I've worked in a number of regulated industries off & on for years, and recently hit this gap.
We already had strong observability, but if someone asked me to prove exactly what happened for a specific AI decision X months ago (and demonstrate that the log trail had not been altered), I could not.
The EU AI Act has already entered force, and its Article 12 kicks-in in August this year, requiring automatic event recording and six-month retention for high-risk systems, which many legal commentators have suggested reads more like an append-only ledger requirement than standard application logging.
With this in mind, we built a small free, open-source TypeScript library for Node apps using the Vercel AI SDK that captures inference as an append-only log.
It wraps the model in middleware, automatically logs every inference call to structured JSONL in your own S3 bucket, chains entries with SHA-256 hashes for tamper detection, enforces a 180-day retention floor, and provides a CLI to reconstruct a decision and verify integrity. There is also a coverage command that flags likely gaps (in practice omissions are a bigger risk than edits).
The library is deliberately simple: TS, targeting Vercel AI SDK middleware, S3 or local fs, linear hash chaining. It also works with Mastra (agentic framework), and I am happy to expand its integrations via PRs.
Blog post with link to repo: https://systima.ai/blog/open-source-article-12-audit-logging
I'd value feedback, thoughts, and any critique.
One thing worth flagging from a compliance perspective: Art. 12 requires logs to be retained for the lifetime of the high-risk AI system or at minimum 10 years from the last use. The 180-day floor you mention is a starting point but auditors will typically ask for much longer retention windows, especially for systems used in employment, credit, or law enforcement contexts.
Also worth noting for teams building on this: the logs themselves become part of the "technical documentation" under Art. 11, which means they need to be accessible in a structured way to notified bodies during a conformity assessment — not just stored. The CLI reconstruction feature you describe is a good step toward that.
Building similar documentation tooling for EU AI Act compliance (the broader evidence vault problem, not just logging) and this kind of open infrastructure for Art. 12 specifically would integrate well with that approach.

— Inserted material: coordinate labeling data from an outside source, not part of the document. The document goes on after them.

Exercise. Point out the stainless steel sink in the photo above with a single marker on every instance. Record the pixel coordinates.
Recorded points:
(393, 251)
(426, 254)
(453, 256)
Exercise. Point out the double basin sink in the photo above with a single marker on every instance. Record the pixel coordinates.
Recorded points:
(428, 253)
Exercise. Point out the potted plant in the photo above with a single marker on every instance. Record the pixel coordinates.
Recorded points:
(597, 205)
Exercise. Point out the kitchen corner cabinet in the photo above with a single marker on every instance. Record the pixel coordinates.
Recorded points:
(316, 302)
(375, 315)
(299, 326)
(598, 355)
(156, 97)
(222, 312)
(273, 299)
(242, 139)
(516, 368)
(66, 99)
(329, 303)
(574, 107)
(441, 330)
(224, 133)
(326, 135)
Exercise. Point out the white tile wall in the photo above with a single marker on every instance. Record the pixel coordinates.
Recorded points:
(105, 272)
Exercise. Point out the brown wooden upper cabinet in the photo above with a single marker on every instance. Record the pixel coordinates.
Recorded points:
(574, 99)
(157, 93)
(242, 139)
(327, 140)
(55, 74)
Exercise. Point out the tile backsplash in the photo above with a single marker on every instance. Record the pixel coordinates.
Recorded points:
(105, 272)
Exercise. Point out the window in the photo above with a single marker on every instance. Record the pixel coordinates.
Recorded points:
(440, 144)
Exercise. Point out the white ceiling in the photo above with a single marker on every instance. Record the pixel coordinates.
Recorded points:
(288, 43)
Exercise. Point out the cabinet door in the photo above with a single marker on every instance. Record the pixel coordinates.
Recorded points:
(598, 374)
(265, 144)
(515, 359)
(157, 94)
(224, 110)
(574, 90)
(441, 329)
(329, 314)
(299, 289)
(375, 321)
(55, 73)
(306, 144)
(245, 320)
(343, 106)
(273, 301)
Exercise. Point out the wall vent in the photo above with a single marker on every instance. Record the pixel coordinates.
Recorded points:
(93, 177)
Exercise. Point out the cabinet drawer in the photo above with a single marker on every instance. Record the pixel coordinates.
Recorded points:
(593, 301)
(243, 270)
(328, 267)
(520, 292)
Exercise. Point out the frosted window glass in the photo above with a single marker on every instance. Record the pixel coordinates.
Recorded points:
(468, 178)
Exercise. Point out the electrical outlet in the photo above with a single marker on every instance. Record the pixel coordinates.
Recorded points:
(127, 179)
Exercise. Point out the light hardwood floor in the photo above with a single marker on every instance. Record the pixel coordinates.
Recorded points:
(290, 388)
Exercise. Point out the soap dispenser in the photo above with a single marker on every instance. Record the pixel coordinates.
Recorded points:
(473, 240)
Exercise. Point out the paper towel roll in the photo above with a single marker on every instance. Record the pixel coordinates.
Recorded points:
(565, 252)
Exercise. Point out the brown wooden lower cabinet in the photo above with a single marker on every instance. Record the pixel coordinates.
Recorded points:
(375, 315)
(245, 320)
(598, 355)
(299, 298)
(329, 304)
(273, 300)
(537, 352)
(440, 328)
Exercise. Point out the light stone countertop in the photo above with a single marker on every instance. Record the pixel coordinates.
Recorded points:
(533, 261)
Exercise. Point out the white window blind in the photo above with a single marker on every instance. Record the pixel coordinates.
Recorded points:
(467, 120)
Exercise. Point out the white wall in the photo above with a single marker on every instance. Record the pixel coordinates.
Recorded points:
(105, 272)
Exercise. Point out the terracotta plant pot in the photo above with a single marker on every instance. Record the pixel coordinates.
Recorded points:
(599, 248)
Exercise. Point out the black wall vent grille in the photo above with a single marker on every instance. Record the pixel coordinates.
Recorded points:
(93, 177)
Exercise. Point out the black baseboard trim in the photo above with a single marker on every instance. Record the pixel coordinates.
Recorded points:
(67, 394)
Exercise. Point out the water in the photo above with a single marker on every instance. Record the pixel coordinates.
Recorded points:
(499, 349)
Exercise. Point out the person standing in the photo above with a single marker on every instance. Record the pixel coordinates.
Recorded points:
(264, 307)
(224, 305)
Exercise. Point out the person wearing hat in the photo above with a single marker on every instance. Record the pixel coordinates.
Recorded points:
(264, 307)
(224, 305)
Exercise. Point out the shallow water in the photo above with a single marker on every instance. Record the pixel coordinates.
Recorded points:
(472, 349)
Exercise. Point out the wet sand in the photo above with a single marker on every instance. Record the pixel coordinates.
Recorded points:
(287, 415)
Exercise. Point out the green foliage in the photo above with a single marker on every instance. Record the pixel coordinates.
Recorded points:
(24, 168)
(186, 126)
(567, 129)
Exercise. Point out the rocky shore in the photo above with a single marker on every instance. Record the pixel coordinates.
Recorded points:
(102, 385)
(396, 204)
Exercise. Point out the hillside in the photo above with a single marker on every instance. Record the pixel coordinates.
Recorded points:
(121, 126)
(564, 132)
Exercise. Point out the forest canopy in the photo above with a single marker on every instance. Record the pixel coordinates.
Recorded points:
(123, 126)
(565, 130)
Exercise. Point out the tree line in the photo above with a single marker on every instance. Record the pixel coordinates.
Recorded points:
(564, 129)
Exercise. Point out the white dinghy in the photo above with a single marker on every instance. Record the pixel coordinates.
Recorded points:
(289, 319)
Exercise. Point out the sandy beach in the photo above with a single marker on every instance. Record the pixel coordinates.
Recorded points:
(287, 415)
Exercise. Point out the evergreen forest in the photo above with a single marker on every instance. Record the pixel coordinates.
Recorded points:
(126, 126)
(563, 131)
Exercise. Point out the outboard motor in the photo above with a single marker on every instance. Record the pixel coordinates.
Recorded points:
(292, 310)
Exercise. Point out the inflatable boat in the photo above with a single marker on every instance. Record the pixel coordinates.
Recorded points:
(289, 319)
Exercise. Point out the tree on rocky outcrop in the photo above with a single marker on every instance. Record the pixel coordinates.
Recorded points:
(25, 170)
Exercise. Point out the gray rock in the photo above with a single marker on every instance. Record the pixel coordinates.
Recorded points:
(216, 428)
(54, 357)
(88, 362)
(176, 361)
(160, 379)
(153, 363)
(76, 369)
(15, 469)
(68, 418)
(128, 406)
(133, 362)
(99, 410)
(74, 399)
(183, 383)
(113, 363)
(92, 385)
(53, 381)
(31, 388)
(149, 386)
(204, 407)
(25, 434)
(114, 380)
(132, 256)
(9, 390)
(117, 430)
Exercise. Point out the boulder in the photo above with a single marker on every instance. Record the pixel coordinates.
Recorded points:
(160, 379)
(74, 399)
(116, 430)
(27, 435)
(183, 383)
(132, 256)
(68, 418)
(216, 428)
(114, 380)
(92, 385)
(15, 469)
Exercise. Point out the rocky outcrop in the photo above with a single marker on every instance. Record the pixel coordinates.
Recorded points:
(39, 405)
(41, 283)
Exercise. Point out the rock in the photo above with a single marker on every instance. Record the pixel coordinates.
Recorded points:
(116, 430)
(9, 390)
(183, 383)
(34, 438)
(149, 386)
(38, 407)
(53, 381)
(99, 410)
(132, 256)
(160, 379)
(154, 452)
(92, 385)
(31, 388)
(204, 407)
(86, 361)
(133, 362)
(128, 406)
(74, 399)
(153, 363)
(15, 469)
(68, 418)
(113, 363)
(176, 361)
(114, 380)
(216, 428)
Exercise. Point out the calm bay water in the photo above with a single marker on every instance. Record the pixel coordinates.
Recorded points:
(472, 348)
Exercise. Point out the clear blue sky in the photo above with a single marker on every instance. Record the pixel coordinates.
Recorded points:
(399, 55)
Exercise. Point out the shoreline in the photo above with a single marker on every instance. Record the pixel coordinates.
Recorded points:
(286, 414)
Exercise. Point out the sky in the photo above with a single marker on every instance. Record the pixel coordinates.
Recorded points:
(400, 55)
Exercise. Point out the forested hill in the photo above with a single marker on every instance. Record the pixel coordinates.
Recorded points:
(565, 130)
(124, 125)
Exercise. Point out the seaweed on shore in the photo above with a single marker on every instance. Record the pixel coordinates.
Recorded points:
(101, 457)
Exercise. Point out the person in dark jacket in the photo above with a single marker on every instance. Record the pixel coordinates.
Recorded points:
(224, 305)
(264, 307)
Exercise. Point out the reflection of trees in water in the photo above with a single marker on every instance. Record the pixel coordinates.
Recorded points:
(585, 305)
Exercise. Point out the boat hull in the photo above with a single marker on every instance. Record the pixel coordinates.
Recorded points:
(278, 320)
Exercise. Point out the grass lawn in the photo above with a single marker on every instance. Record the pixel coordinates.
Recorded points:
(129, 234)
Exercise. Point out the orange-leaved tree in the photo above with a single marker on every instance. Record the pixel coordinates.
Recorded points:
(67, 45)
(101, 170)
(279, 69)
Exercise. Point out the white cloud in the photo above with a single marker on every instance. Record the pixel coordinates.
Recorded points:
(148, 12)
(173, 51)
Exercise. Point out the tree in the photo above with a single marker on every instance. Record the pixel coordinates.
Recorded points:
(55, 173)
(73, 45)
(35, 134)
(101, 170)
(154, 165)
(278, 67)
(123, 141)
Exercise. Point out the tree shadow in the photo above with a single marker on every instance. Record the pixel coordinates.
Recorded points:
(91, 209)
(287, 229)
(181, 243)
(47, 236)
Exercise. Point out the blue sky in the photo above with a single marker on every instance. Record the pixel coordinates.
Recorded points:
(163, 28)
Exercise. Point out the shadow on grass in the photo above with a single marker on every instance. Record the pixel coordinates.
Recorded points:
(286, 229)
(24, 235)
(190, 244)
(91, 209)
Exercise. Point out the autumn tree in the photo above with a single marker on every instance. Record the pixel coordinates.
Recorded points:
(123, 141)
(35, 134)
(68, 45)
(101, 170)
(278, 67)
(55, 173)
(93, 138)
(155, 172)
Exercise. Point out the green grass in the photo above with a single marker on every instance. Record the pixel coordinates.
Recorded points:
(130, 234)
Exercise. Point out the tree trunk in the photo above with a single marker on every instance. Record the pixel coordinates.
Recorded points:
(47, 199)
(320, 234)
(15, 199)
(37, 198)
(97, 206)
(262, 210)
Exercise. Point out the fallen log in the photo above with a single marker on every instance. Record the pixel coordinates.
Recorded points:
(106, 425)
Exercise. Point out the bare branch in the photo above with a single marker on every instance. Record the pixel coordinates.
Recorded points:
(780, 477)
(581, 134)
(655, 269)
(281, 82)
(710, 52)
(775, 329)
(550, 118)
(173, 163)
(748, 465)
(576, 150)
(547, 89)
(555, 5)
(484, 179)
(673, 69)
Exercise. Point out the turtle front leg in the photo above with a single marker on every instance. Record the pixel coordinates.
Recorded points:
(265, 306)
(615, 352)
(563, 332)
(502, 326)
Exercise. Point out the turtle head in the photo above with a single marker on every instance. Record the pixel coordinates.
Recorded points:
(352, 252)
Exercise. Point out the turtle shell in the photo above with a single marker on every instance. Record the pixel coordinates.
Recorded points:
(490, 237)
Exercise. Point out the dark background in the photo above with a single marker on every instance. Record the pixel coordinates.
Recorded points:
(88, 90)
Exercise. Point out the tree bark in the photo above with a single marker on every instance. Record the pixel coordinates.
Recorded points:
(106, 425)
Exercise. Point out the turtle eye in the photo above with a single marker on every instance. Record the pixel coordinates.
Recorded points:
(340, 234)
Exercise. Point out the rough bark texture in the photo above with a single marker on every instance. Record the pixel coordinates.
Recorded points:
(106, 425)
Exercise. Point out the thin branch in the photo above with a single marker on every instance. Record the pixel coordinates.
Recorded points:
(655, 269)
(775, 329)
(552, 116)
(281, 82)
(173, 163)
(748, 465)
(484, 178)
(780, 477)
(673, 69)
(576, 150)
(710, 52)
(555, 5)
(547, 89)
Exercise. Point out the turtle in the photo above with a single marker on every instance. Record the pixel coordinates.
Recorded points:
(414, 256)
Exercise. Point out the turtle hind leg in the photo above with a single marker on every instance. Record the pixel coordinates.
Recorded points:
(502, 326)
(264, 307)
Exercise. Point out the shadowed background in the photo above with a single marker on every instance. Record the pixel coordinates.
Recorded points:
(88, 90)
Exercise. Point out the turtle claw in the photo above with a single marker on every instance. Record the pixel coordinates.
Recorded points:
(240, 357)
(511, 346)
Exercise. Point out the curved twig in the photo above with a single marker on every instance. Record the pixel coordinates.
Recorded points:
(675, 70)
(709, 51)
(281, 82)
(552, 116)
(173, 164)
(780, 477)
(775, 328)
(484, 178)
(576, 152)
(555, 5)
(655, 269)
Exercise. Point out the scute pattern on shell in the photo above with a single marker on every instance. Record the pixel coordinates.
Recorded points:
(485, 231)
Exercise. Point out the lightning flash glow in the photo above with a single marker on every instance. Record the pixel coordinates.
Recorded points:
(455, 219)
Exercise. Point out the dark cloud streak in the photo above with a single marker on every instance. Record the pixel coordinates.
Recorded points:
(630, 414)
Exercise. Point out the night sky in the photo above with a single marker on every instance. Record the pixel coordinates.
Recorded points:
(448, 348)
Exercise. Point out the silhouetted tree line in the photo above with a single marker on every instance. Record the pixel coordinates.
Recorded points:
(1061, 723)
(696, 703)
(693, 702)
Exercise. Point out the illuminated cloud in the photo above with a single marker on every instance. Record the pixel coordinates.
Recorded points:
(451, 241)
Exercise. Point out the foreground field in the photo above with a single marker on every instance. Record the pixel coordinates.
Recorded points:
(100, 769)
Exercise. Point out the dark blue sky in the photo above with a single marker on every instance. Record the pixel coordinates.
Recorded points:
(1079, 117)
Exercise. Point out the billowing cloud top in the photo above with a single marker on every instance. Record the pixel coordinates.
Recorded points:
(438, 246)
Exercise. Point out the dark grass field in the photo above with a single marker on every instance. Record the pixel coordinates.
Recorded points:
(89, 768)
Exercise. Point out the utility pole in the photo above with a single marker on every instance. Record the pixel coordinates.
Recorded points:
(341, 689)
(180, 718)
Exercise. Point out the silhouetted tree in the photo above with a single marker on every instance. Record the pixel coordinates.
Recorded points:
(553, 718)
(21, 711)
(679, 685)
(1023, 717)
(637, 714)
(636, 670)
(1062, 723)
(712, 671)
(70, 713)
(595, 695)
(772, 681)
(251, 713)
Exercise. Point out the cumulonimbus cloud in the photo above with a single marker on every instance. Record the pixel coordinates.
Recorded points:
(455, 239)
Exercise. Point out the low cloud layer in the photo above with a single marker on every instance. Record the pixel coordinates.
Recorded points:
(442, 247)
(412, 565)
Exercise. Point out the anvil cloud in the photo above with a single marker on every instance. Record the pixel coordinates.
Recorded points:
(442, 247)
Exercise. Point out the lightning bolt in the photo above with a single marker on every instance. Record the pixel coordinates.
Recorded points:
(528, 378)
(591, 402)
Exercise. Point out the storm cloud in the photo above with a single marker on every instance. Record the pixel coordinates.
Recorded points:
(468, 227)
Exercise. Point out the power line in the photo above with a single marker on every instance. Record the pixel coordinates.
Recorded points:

Fair point on the reconstruction attack.
The library is deliberately scoped as tamper-evident, not tamper-proof; it detects modification but does not prevent wholesale chain reconstruction by someone with storage access. The design assumes defence-in-depth: S3 Object Lock (Compliance mode) at the infrastructure layer, hash chain verification at the application layer.
External timestamping (OpenTimestamps, RFC 3161) would definitely add independent temporal anchoring and is worth considering as an optional feature. From what I can see, Article 12 does not currently prescribe specific cryptographic mechanisms (but of course the assurance level would increase with it).
On the regulatory question: Article 12 requires "automatic recording" that enables monitoring and reconstruction and current regulatory guidance does not require tamper-proof storage (only trustworthy, auditable records). The hash chain plus immutable storage is designed to meet that bar, but what you raise here is good and thoughtful.
voxic11 is right that the AI Act creates a legal obligation that provides a lawful basis for processing under GDPR Article 6(1)(c).
To add to that, Article 17(3)(b) specifically carves out an exemption to the right to erasure where retention is necessary to comply with a legal obligation.
(So the defence works at both levels; you have a lawful basis to retain, and erasure requests don’t override it during the mandatory retention period).
That said, GDPR data minimisation (Article 5(1)(c)) still constrains what you log.
The library addresses this at write-time today, in that the pii config lets you SHA-256 hash inputs/outputs before they hit the log and apply regex redaction patterns, so personal data need never enter the chain in the first place.
This enables the pattern of “Hash by default, only log raw where necessary for Article 12”.
For cases where raw content must be logged (eg, full decision reconstruction for a regulator), we’re planning a dual-layer storage approach. The hash chain would cover a structural envelope (timestamps, decision ID, model ID, parameters, latency, hash pointers) while the actual PII-bearing content (input prompts, output text) would live in a separate referenced object.
Erasure would then mean deleting the content object, and the chain would stay intact because it never hashed the raw content directly.
The regulator would also therefore see a complete, tamper-evident chain of system activity.
It would definitely work (and when dealing with petabyte levels of data the simplicity of only having to delete the key is convenient).
We’re leaning toward the dual-layer separation I described though (metadata separate to content) mainly because crypto-shredding means every read (including regulatory reconstruction) depends on a key store.
In my view that’s a significant dependency for an audit log whose whole purpose is reliable reconstructability, whereas dual-layer lets the chain stand on its own.
Your point about developer mistakes is fair. It applies to dual layer as you say with your example, but I’d say crypto shredding isn’t immune to mistakes because (for example) deleting the key only works if the key and plaintext never leaked elsewhere accidentally in logs / backups etc.
The AI Act qualifies as such a legal obligation.